I used a modified version of Tufte.css (forked years ago) for my website[0]. I love the way it works for the longish posts I wanted to make but Tufte's ideas are not without their problems when converted into a web page.

The design really works best in landscape mode. Portrait "works" but the sidenotes interact with the main text and each other in annoying ways. This sometimes makes writing documents harder than it should be since I have to test the output in both Landscape and Portrait to make sure it doesn't look terrible.

This somewhat defeats my goal of having a nice clean markdown->styled html workflow. I often have to make small changes to get things looking OK.

That said, I am very happy with the overall look and functionality of the style.

[0] An example page: https://sheep.horse/2017/4/so_you_want_to_start_an_unpopular...


I wonder if there's a way to move the footnotes to the bottom of a section when the display is narrow...


I _somewhat_ solved this problem with my Jekyll theme based of Tufte CSS[0]. Not perfect, but it just places the marginnote below it's corresponding element.

[0] https://et-jekyll.netlify.app/et-jekyll-theme/

Edit: I realize you are referring to "footnotes" and not margin/side notes, but I believe you could use the same method.


I've thought about this a lot and I can think of two ways but I am too lazy to implement either of them.

The first is to use Javascript to dynamically move the footnotes, or to hide them behind a dynamic interface.

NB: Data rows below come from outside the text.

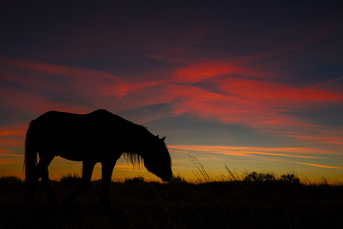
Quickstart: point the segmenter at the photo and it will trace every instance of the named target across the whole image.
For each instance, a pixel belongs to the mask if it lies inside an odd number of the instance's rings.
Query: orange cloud
[[[237,156],[246,156],[247,153],[249,153],[285,156],[292,157],[324,158],[313,156],[269,153],[267,152],[286,152],[308,154],[322,154],[333,155],[341,155],[342,154],[342,152],[338,150],[330,150],[314,148],[269,148],[249,147],[197,145],[168,145],[168,147],[171,149],[207,151],[212,152],[217,152],[218,153],[235,153],[235,155],[237,155]],[[263,151],[266,152],[263,152]]]

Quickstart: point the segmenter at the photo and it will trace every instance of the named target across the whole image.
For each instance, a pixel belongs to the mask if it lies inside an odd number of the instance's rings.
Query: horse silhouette
[[[85,114],[52,111],[33,120],[25,140],[26,202],[34,202],[35,190],[40,178],[48,200],[57,202],[49,182],[48,167],[55,156],[82,161],[80,185],[64,202],[71,204],[89,185],[95,164],[102,165],[101,204],[109,206],[108,189],[117,160],[122,155],[133,164],[144,163],[147,170],[169,181],[171,160],[164,141],[145,127],[106,110]],[[37,163],[37,153],[39,161]]]

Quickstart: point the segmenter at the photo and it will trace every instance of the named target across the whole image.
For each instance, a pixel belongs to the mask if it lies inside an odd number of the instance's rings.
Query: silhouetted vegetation
[[[294,172],[279,176],[270,172],[246,171],[240,175],[227,167],[227,174],[215,175],[198,168],[206,173],[194,173],[204,174],[206,179],[187,180],[178,174],[165,183],[141,176],[112,182],[109,210],[99,203],[99,180],[92,181],[73,205],[66,207],[48,202],[41,182],[36,188],[37,204],[25,204],[24,182],[3,175],[0,228],[343,227],[342,183],[333,184],[323,179],[305,183]],[[199,182],[202,179],[205,182]],[[51,181],[60,203],[80,179],[75,173]]]

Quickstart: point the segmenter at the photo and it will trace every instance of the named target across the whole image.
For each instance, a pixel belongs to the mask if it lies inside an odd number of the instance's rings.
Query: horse
[[[58,203],[49,181],[48,167],[56,156],[82,162],[79,185],[68,195],[70,205],[89,186],[95,164],[102,164],[101,204],[110,206],[108,190],[116,163],[123,155],[133,164],[144,163],[148,171],[164,182],[172,180],[172,162],[165,136],[159,138],[145,127],[104,110],[85,114],[47,112],[30,123],[26,134],[23,170],[26,202],[34,203],[40,178],[48,199]],[[39,156],[37,162],[37,153]]]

I've seen other sites use similar techniques. However, one of my original goals was to avoid JavaScript where possible and there are always some users who don't run js.

The second is just to include the footnotes and sidenotes twice in the document in different places and use css media queries to select between them. This wouldn't be a big deal since I am already generating the document from markdown anyway.


Haha, I enjoyed that. And it looks good. I may even be a return visitor!


Good ideas here. I don’t think that the hack to produce attractive underlining for links is any longer necessary, as recent versions of major web engines seem to render underlining in the style that he’s going for by default. Am I wrong?


I use the Tufte-CSS underlining on gwern.net and noted the recent announcements, which I thought would simplify the CSS nicely.

But the support is still less than the 95% or so of users that most people try to support, and there are still glitches and bugs with them. Given that you'll have issues with the new skip-ink stuff and probably will have to include fallbacks, why bother with the churn? Maybe in another few years...


There's a minor, but longstanding, problem with the ETBembo/ETBook font in use. Any contributions toward fixing it would be helpful: https://github.com/edwardtufte/et-book/issues/20


Thanks, this looks beautiful and simple to use.